Although ChatGPT-4V can analyze ECGs to some extent and can even make treatment decisions based on the EGC, its diagnostic stability and reliability need further improvement for clinical application. ChatGPT-4V had significantly lower accuracy on counting-based questions than treatment- or diagnostic-related questions, suggesting its limitations in precise quantitative ECG measurements.

Notably, the model was not specifically trained on ECG data. Thus, we expect ChatGPT-4 to perform better on ECG interpretation as it accumulates more data and training. As a general-purpose model, ChatGPT-4V’s capabilities are not limited to correctly diagnosing ECGs; however, its good performance on ECG-based treatment recommendation questions highlights its potential application in medical decision-making.
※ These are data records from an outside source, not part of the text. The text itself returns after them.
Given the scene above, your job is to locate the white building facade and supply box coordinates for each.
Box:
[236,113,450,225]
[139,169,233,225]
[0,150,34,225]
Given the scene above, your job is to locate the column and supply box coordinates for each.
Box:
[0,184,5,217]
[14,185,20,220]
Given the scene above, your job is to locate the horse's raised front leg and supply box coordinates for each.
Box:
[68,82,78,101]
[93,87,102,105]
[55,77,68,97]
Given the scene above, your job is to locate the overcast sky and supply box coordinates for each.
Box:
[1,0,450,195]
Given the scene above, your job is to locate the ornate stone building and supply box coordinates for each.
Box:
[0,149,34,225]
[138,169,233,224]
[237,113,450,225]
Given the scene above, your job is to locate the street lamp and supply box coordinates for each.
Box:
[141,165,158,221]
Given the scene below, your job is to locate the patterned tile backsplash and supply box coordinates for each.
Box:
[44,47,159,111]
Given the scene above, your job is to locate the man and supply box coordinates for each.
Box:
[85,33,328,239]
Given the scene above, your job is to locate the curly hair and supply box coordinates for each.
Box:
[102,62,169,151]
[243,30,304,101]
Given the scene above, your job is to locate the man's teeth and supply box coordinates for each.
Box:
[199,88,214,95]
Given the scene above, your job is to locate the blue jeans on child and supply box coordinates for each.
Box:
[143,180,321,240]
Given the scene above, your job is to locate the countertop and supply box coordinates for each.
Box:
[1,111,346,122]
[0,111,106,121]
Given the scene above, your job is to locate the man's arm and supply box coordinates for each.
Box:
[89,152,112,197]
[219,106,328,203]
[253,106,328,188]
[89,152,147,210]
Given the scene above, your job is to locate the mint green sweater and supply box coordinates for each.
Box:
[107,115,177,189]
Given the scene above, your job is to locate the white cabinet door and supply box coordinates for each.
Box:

By leveraging ChatGPT-4V’s abilities to analyze free text and images, management recommendations can be directly generated based on patient data and ECG waveforms to improve health care efficiency. While current bedside cardiac monitors can only offer a warning for issues such as abnormal heart rhythms or atrial fibrillation, models such as ChatGPT-4V could be positioned to serve as 24/7 “attending physicians” that monitor and analyze ECGs of patients with critical illness, capturing low-frequency but important ECG abnormalities and promptly detecting condition changes to recommend timely interventions. ChatGPT can also be used to train medical trainees about ECG interpretation and act as an automated second reader to identify high-risk diagnoses.

Our study provides a first look at the state-of-the-art ChatGPT-4V model’s capabilities in ECG interpretation. While these early results are promising, they also highlight current limitations of the model. With further technological developments, multimodal generative AI tools such as ChatGPT may eventually play an important role in clinical ECG interpretation and cardiovascular care. Larger-scale validation is needed to fully evaluate this ability. Rapid development of large language models is expected to contribute exciting progress in the cardiovascular field.